All data collected by Roman will be made available to the public, allowing researchers and citizen scientists alike to participate in exploring new worlds.
Studying alien atmosphere and weather
Roman also has the potential to provide atmospheric information for the thousands of transiting planets it discovers.
“While Roman won’t analyze the atmosphere in the same detailed way as missions like NASA’s James Webb Space Telescope, it will collect a much larger variety of information,” Wilson said.
While the James Webb Space Telescope focuses on detailed chemical analyzes of individual planets, Roman will investigate broader temperature and climate patterns across thousands of worlds. This large statistical dataset can identify important trends and help guide future observations by Webb and other observatories.
One of the focuses is Hot Jupiter, a giant planet roughly the same size as Jupiter that orbits extremely close to the star. Jupiter is about 11 times the width of Earth, so these worlds are huge and often complete one orbit in just a few days. High temperatures emit detectable infrared radiation.

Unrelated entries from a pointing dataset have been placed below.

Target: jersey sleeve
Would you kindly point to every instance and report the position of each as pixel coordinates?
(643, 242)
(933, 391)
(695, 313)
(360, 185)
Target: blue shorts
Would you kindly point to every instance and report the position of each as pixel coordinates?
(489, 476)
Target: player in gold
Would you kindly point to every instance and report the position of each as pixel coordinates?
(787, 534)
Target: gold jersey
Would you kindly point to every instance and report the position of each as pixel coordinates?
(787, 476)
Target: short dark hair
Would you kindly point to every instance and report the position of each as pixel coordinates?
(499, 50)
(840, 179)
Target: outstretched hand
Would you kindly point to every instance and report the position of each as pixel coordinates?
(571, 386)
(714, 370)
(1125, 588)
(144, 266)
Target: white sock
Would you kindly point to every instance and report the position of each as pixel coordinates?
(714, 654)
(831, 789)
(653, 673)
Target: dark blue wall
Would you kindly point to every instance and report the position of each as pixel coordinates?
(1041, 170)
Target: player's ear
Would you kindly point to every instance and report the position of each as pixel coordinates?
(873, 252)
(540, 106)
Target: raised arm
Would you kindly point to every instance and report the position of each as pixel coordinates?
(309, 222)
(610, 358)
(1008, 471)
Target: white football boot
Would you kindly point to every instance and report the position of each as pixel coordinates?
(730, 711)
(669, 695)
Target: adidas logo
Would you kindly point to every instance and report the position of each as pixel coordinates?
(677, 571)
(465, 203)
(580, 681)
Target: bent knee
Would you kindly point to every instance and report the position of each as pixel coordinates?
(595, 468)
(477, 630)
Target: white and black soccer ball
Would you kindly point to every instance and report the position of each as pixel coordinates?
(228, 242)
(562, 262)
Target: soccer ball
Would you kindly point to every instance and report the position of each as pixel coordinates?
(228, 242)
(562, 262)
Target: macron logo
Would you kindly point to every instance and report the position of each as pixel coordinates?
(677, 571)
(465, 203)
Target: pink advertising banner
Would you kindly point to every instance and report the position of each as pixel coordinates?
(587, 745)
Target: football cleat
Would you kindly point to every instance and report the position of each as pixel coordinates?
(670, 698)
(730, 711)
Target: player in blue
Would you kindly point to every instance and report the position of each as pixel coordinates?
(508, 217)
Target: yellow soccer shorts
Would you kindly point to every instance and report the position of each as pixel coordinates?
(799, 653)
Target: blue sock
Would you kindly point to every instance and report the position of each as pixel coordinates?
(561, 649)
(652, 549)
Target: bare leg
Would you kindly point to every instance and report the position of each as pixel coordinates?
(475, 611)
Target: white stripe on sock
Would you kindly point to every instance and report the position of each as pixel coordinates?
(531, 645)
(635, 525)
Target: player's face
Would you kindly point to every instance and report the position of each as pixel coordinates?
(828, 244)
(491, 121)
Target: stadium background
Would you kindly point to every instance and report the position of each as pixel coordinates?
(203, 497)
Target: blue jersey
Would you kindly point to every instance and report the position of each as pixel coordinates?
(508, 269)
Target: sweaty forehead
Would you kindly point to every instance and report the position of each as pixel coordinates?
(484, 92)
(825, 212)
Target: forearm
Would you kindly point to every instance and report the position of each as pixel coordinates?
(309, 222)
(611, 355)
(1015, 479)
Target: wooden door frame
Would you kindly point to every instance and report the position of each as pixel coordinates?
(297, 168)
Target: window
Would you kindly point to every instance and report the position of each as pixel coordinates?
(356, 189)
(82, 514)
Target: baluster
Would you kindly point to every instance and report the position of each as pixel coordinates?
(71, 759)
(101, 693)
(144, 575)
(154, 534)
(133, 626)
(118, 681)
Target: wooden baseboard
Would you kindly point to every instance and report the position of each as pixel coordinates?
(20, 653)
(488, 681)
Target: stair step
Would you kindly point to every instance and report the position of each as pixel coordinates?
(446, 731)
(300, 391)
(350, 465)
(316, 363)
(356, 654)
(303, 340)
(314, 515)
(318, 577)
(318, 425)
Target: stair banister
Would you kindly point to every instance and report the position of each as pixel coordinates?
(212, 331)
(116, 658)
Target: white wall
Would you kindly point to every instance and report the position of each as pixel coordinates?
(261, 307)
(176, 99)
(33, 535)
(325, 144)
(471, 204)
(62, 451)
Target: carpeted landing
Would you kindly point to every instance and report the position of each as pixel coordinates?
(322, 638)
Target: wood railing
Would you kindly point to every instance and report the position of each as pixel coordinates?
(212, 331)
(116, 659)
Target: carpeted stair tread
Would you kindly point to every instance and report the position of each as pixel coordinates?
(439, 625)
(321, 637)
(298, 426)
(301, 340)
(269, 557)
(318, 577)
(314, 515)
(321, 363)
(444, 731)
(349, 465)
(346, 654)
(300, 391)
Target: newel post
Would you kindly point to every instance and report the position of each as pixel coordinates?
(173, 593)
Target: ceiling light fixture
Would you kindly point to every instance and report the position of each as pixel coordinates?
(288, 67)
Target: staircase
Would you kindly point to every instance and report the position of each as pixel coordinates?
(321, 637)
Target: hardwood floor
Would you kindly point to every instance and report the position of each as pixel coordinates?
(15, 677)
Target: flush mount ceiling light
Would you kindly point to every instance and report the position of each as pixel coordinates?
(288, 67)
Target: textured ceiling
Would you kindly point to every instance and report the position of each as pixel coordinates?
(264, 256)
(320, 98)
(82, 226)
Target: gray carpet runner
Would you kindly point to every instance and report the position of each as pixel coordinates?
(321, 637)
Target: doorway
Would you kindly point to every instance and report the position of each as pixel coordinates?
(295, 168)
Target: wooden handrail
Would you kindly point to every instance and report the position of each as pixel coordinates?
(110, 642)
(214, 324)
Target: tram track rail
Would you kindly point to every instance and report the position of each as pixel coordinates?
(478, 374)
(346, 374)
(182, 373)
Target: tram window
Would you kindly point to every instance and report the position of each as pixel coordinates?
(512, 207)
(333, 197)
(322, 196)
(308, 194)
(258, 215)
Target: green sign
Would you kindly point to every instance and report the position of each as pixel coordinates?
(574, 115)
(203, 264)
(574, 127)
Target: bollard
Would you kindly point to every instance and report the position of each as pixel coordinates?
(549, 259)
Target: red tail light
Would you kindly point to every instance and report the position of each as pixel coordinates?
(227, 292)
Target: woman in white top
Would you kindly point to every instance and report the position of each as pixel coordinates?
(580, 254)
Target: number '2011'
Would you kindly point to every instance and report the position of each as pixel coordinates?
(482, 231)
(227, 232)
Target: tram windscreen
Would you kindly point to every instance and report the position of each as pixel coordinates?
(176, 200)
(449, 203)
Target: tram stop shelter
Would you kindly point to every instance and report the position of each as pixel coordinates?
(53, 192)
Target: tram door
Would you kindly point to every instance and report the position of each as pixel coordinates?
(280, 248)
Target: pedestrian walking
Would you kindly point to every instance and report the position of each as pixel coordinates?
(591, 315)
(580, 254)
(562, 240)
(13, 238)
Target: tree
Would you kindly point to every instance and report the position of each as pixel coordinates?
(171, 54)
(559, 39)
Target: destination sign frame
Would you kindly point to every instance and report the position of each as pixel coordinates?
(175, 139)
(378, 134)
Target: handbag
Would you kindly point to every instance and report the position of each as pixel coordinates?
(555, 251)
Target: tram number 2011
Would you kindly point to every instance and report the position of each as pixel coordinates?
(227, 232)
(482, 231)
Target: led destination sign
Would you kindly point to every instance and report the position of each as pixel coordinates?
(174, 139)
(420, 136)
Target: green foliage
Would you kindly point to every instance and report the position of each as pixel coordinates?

Roman’s infrared instruments will be able to observe these glowing planets and study how their brightness changes over time.
When hot Jupiter passes in front of the star, astronomers observe a slight decrease in brightness. The second small dip occurs when the planet moves behind the star, temporarily blocking its light.
“This secondary dip tells us how bright the Earth is, and therefore how hot it is,” Wilson said. “By tracking how the planet’s brightness changes throughout its orbit, Roman can also see the difference between its day and night sides and detect changes in where the hottest regions on Earth are. This can tell us about wind and heat circulation in the atmosphere.”
A new era of exoplanet discovery
NASA’s Kepler mission transformed exoplanet science by monitoring nearly 100,000 stars and demonstrating that planets are extremely common throughout the Milky Way.
“NASA’s now-retired Kepler mission’s survey of 100,000 stars revolutionized the field of exoplanets more than a decade ago and taught us that planets are even more common than stars in our galaxy,” said Jorge Martínez Palomera, a NASA Goddard astronomer who is helping prepare Roman’s exoplanet data.
Roman is expected to build on that tradition. The Galactic Bulge survey alone will observe approximately 100 million stars while exploring a largely uncharted region of the Milky Way.
“Roman’s Galactic Bulge survey will observe approximately 100 million stars and explore an unexplored region of the Milky Way. It will provide a foundational data set that will revolutionize our knowledge of other worlds and our place in the universe as well.”